Baxendale was also involved in prolonged dispute with the city's refuse collectors, wasting some three million dollars on legal advice in the process.
'BCC says it needs to save cash, but not everyone at the council is feeling the pinch', commented Socialist Worker in November last year, pointedly referring
to Baxendale's reported £173,995 salary.
When she became mayor some six years ago, Dalziel promised a new era of accountability and transparency and an era where the financial extravagances of
the Parker regime would be a thing of the past.
But instead Dalziel has been the mayor not of a council run by the local community and accountable to the local community, but a mayor sitting atop a large
money-guzzling bureaucracy where a large and generously paid middle management implement and oversee a corporate-friendly agenda largely unresponsive to the wishes of the local community.
So, in a city suffering a serious lack of social housing, the Christchurch City Council has earmarked a massive $260 million as its contribution toward the construction of an oversized 30-35,000
seat sports stadium in order to give the All Blacks and the Canterbury rugby teams somewhere more 'appropriate' to play - even through the present 17,000 seat stadium has rarely been full for any rugby match. And guess who
will have to pick up the tab when the stadium consistently loses money? It certainly won't be the New Zealand Rugby Football Union or the Canterbury Rugby Football Union.
New Brighton: The suburb the Christchurch City Council forgot. |
Meanwhile the modern and bustling Linwood Village that the Council promised in 2012, remains blighted by dilapidated buildings and empty lots.
And New Brighton seems to be another suburb out on the Eastside that the Christchurch City Council have forgotten about. Residents say the suburb remains
a shadow of its former self and continues to be the victim of Council inaction.

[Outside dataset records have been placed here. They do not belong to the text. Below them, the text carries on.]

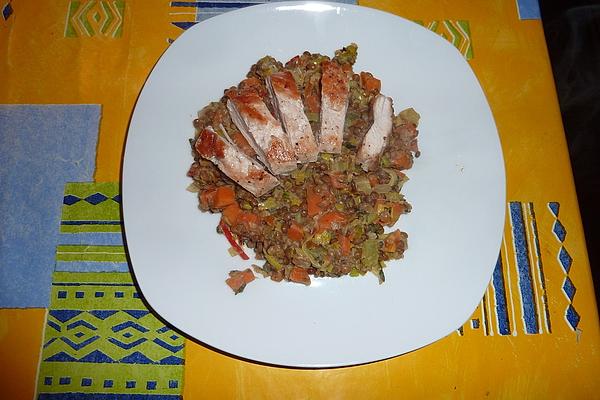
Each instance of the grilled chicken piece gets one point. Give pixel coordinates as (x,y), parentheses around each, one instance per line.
(334,104)
(234,163)
(288,106)
(377,136)
(262,131)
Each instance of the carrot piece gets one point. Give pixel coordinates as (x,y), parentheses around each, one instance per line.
(231,213)
(330,220)
(335,179)
(232,241)
(299,275)
(393,241)
(295,231)
(369,82)
(238,280)
(249,218)
(224,196)
(345,244)
(207,198)
(312,202)
(373,180)
(401,159)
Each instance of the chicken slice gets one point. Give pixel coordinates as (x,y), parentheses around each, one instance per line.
(262,131)
(248,173)
(377,136)
(290,111)
(334,104)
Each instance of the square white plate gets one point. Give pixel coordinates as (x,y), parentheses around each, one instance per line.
(457,190)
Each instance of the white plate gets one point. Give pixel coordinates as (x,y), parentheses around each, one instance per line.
(457,190)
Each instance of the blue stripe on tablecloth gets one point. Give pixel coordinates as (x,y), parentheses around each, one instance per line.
(41,148)
(528,9)
(523,268)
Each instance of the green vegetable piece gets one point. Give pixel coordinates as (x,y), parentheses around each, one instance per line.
(410,115)
(370,254)
(292,198)
(322,238)
(270,203)
(273,261)
(347,55)
(362,184)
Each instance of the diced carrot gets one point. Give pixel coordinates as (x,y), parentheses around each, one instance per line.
(336,182)
(331,220)
(238,280)
(193,169)
(312,202)
(249,219)
(393,241)
(373,180)
(295,232)
(401,159)
(231,213)
(207,198)
(224,196)
(232,241)
(247,275)
(299,275)
(369,82)
(345,244)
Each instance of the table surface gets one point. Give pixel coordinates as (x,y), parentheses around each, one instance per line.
(72,324)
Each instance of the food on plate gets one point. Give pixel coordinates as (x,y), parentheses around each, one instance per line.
(289,108)
(305,162)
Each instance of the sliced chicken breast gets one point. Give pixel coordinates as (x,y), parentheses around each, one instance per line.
(246,172)
(334,104)
(262,131)
(288,107)
(377,136)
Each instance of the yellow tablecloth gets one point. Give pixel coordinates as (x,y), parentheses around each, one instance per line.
(101,51)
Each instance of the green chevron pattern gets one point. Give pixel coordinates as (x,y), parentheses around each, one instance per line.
(95,18)
(101,339)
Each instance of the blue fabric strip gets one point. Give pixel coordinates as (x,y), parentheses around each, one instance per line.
(41,148)
(500,296)
(528,9)
(524,269)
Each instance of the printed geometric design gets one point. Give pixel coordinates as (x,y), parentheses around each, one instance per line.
(91,207)
(91,236)
(554,208)
(559,231)
(569,289)
(95,18)
(7,11)
(565,259)
(516,298)
(572,317)
(457,32)
(90,341)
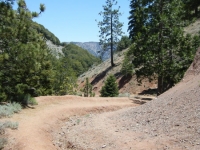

'They tend to have meetings ... they bring out a pamphlet every five years' said one local resident of the Council last year. 'There is just
nothing being done.'
Perhaps what Christchurch needs is a good dose of municipalism. It is a movement, typified by the work of Barcelona en Comú, that seeks to redefine
the political arena and take power away from self serving and financially bloated bureaucracies and return it to the grassroots, to neighbourhoods, to local assemblies, to living rooms, to citizens.
'Local communities have the right to own their own cities and decide what is appropriate for them,' says David Harvey, author of Rebel Cities: From the
Right to the City to the Urban Revolution.
Christchurch could do with something like Barcelona en Comú's 'democratic revolution', not the continuation of an increasingly unrepresentative
Christchurch City Council fronting for a bureaucracy increasingly unaccountable to anyone and which has been captured by a corporate agenda that is in conflict with community interests.